Site Search:

Add Two Numbers II

Problem

You are given two non-empty linked lists representing two non-negative integers. The most significant digit comes first and each of their nodes contain a single digit. Add the two numbers and return it as a linked list.

You may assume the two numbers do not contain any leading zero, except the number 0 itself.

Follow up:
What if you cannot modify the input lists? In other words, reversing the lists is not allowed.

Example:
Input: (7 -> 2 -> 4 -> 3) + (5 -> 6 -> 4)
Output: 7 -> 8 -> 0 -> 7

Solution

One solution is to reverse the 2 linked list, then traversal them and create the result linked list. Finally we reverse the result linked list in order to output the final result.
This approach will have time complexity O(N1 + N2) for we reversed the original linked lists which is N1+N2, then we iterate the linked lists to create the result, the cost is max(N1, N2), then we reverse the result, which cost max(N1, N2). If we reverse the original linked list in place, we don't have to use extra space in this approach. The space complexity is O(1).

For the follow up question, we can not reversing the lists. Then we can convert the two linked lists into two numbers, then we add up the 2 numbers. Finally we convert the sum into a linked list. Please compare with a similar problem reverse an integer for the converting technique used here. 

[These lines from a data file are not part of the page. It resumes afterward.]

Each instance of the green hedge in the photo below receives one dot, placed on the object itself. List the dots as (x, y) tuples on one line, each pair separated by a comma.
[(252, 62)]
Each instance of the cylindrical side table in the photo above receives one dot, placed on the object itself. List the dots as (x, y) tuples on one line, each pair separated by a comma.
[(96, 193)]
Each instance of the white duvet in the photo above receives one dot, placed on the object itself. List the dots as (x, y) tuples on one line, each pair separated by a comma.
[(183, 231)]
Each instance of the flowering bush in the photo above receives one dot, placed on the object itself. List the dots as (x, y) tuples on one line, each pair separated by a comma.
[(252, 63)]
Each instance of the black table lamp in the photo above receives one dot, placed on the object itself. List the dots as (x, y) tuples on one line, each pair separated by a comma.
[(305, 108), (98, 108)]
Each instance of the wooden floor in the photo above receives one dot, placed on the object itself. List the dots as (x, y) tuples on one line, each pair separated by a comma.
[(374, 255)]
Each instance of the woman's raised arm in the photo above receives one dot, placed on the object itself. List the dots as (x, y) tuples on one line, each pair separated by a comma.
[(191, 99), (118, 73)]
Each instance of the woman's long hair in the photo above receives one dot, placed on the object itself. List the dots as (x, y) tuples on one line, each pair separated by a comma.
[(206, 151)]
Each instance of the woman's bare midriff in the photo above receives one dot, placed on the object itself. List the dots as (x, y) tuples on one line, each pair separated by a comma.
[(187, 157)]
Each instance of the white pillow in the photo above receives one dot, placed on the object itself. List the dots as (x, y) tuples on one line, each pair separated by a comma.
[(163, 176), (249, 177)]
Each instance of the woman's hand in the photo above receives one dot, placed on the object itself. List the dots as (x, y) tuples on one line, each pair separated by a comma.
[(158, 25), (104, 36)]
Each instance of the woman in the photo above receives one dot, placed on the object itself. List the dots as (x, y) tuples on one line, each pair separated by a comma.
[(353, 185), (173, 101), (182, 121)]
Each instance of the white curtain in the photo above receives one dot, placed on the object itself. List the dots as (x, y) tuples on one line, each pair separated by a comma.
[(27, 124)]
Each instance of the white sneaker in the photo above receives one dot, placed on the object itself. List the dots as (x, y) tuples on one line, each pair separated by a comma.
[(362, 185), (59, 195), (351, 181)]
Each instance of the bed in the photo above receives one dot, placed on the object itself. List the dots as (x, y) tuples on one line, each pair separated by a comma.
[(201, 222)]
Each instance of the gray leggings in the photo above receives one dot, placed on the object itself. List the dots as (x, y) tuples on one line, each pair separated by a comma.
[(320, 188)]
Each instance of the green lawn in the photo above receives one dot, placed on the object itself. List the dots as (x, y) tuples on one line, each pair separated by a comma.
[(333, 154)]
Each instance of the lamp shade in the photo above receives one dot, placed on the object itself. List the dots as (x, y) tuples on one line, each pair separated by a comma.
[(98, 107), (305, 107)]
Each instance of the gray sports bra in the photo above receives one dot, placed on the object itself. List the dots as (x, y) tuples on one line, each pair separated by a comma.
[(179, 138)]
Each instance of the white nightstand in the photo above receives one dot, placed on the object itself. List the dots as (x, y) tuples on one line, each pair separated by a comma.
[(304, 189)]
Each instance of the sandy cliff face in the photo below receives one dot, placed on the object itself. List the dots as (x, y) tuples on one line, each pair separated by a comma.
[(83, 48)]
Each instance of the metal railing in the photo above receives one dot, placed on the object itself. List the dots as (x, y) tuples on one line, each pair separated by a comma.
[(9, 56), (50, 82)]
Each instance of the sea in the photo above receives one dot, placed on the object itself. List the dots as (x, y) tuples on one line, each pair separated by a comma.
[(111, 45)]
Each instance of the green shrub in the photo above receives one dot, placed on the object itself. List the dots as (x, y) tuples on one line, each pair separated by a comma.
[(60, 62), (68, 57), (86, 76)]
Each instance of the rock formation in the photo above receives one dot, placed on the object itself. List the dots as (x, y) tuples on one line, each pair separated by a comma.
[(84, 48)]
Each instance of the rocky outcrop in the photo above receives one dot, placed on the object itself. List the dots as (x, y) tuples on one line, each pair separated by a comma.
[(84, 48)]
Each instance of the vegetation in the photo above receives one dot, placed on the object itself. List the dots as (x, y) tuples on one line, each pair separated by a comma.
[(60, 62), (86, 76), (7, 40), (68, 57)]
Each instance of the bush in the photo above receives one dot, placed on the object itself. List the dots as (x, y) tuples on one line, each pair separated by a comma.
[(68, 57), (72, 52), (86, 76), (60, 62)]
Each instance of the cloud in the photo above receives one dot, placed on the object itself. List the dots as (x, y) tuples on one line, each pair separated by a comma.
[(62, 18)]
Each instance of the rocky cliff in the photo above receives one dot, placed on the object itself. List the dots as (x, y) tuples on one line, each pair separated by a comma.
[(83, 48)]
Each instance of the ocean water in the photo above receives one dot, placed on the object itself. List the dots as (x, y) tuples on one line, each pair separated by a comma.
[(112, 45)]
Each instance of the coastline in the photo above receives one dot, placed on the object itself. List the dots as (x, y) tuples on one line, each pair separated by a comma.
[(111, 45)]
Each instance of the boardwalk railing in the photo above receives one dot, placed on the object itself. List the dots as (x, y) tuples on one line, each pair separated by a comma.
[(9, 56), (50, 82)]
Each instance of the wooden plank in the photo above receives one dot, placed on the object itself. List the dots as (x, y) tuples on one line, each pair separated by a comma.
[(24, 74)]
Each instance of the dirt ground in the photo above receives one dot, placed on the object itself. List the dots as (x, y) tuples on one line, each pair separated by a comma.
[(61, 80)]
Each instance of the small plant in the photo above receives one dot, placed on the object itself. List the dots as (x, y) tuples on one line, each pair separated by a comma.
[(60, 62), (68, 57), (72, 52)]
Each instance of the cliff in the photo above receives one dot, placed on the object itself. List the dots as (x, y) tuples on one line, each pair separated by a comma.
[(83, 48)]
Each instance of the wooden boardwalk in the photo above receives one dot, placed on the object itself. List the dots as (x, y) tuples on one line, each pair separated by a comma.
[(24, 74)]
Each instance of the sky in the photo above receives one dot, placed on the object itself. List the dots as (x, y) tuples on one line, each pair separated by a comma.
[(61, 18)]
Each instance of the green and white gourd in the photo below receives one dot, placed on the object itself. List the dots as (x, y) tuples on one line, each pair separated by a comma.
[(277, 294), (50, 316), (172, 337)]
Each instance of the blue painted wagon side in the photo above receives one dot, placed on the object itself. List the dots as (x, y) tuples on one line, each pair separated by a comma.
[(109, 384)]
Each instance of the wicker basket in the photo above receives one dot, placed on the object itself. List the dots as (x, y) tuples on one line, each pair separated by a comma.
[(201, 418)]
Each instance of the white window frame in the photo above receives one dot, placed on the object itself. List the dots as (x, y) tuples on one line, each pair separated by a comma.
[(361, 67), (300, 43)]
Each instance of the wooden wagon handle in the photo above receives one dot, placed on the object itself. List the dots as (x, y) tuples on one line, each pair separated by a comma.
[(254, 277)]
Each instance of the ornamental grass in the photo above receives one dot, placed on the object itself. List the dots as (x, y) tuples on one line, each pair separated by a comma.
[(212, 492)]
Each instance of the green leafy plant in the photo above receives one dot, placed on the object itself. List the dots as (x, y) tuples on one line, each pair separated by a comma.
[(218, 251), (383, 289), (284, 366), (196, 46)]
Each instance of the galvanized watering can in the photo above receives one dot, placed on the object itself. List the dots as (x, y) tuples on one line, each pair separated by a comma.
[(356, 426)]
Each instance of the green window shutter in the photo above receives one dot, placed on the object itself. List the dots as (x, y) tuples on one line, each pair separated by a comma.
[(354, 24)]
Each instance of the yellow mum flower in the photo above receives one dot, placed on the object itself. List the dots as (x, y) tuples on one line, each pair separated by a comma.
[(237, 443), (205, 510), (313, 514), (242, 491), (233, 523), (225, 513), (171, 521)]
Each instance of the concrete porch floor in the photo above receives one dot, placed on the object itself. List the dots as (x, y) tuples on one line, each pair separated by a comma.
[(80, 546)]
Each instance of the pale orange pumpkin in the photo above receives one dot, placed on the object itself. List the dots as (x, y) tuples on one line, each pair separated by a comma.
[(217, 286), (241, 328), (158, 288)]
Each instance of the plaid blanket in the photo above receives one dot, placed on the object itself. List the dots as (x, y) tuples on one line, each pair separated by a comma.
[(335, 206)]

As a note, if we have to convert linked list into integer and sum them up, we could run into the problem of overflow. If the linked list is long, we need to use java.math.BigInteger instead of simple %, /, *, + operations used here.


class Solution {
  public static void main(String[] args) {
    //(7 -> 2 -> 4 -> 3) + (5 -> 6 -> 4)
    Node head1 = new Node(7, new Node(2, new Node(4, new Node(3, null))));
    Node head2 = new Node(5, new Node(6, new Node(4, null)));
    Node result = solve(head1, head2);
    while(result != null) {
      System.out.print(result.val + "->");
      result = result.next;
    }
    System.out.println("null");
  }
  
  //(7 -> 2 -> 4 -> 3) + (5 -> 6 -> 4)
  private static Node solve(Node head1, Node head2) {
    int a = convertToInt(head1);
    int b = convertToInt(head2);
    int c = a + b; //7243 + 564 = 7807
    return convertToLinkedList(c);
  }
  
  //7 -> 2 -> 4 -> 3
  private static int convertToInt(Node head) {
    int result = 0;   
    while(head != null) {
      result = result * 10 + head.val;
      head = head.next;
    } 
    return result;
  }
  //7807
  private static Node convertToLinkedList(int c) {
    Node pre = null;
    Node cur = null;
    int lsb = 0;
    //7->8->0->7->null
    while(c > 0) {
      pre = cur;
      lsb = c%10; //7
      cur = new Node(lsb, pre);
      c = c/10;
    }
    return cur;
  }
  
  static class Node {
    private int val;
    private Node next;
    public Node(int val, Node next) {
      this.val = val;
      this.next = next;
    }
  }
}

The time complexity is O(N1+N2), the space complexity is O(1).

If we use BigInteger, the time complexity and space complexity depends on the implementation of BigInteger, which could change algorithm according to the size of the number.